Thursday, August 20, 2009

Ignorant Bliss

I was browsing msn.com earlier today, as it is my preferred news and information site of choice. I noticed that they had a link for "Ten years of 'Week in Pictures'" (http://www.msnbc.msn.com/id/4999736), so of course I had to check it out. I love photography. I love how a good photographer can capture so many emotions and such beauty, freezing it forever to gaze at over and over again. However, once I started clicking through the pictures, there were so many that were of bodies - from war, tsunamis, earthquakes, hurrricanes, tornadoes, etc. I was disappointed. I wanted to see rainbows, exotic animals and scenery, not blood-spattered children wailing over the bodies of their murdered parents.

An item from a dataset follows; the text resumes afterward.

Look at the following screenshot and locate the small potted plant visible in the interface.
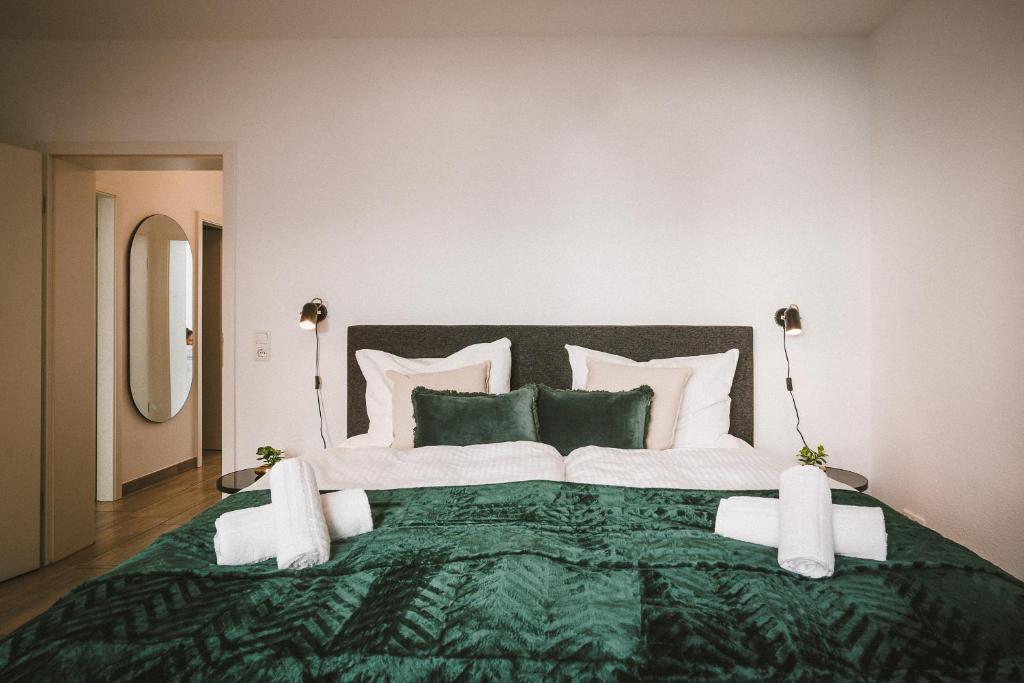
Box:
[256,445,285,474]
[797,443,828,471]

I began to self-analyze (yet again). The majority of us Americans tend to let ourselves forget about all of the terrible things that go on in other countries. We settle into our oblivious little bubbles of work, sports, church, shopping and television, and we choose to remain ignorant to the awful things that some people (and a lot of children) face every single day. The fact that these horrendous acts are not being done in our backyard make it so much easier to ignore.

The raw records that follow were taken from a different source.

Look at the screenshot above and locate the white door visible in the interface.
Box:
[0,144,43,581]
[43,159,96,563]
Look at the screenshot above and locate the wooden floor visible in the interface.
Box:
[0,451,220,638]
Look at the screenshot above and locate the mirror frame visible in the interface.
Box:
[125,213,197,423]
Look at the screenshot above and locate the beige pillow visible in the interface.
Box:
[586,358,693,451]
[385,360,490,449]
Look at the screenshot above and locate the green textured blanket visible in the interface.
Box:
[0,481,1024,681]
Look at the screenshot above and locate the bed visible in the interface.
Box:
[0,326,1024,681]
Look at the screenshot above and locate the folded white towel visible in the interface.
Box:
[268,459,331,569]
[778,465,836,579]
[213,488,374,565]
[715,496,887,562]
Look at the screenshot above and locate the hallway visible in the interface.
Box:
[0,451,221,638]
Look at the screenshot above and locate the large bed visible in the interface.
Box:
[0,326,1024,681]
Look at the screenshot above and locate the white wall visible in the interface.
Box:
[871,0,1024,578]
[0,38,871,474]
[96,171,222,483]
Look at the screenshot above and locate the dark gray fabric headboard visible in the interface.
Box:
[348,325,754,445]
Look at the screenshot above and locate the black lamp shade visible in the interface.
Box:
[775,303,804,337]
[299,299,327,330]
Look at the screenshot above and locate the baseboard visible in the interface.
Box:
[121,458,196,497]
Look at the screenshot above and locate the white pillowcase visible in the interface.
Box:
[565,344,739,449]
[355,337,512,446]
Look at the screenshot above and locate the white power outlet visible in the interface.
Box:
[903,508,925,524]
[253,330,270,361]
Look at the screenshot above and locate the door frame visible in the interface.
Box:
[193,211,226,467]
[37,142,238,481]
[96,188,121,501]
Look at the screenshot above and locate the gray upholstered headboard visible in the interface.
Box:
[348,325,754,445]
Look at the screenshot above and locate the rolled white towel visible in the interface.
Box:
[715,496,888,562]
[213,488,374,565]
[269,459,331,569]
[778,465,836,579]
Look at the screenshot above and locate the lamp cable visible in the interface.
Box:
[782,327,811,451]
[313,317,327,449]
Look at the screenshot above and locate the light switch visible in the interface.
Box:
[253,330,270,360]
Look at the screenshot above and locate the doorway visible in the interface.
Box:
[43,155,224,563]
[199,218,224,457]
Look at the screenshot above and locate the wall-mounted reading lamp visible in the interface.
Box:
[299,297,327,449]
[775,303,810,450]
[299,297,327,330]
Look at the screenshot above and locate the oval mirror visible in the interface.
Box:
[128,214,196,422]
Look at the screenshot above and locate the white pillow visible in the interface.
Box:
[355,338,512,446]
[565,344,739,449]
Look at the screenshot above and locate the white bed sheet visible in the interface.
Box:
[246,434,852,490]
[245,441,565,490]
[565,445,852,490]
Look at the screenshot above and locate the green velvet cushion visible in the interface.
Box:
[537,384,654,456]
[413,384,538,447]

Is it selfish to spend so much time worrying about what we're going to wear to our friend's wedding or where we'll meet our coworkers for lunch next week? To be so completely absorbed in all of the superficial things that go on in our lives while children die of starvation because their mothers were killed by rebels in some war? Part of me wants to stay ignorant. I don't like to think about the atrocious things happening to innocent people, especially children. Part of me wishes that I never had to see a news story, view pictures or read an article involving any of those awful things.

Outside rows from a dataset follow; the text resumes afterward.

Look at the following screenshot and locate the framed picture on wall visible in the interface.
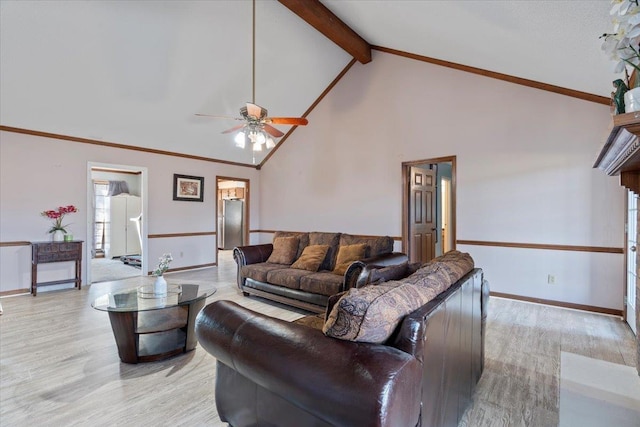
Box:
[173,173,204,202]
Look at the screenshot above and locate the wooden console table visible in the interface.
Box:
[31,240,82,297]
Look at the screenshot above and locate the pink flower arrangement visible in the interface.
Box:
[40,205,78,234]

I would be perfectly content to just go about my happy little life, unaware of any and all tragedies going on elsewhere. I could blissfully tend to my home, raise my children, keep my man happy. Go to work, have coffee, gossip, shop. Watch movies, go to karaoke and dinner. Now that it's in my head, though, I'm afraid it will not leave. I will dwell on it, think about it, dream about it. It will consume me until I get off my ass and do something, anything to help. What can I do though? I can't very well start adopting orphans from Uganda. I don't have the means or the living space for that.

Maybe I could start a charity or walk a mile or something....

1 comment:

  1. Interesting and nice post. All people in the world, actually, we can't forget what happens in other countries. When someone begins to forget I think it's the end of civilization and humanity.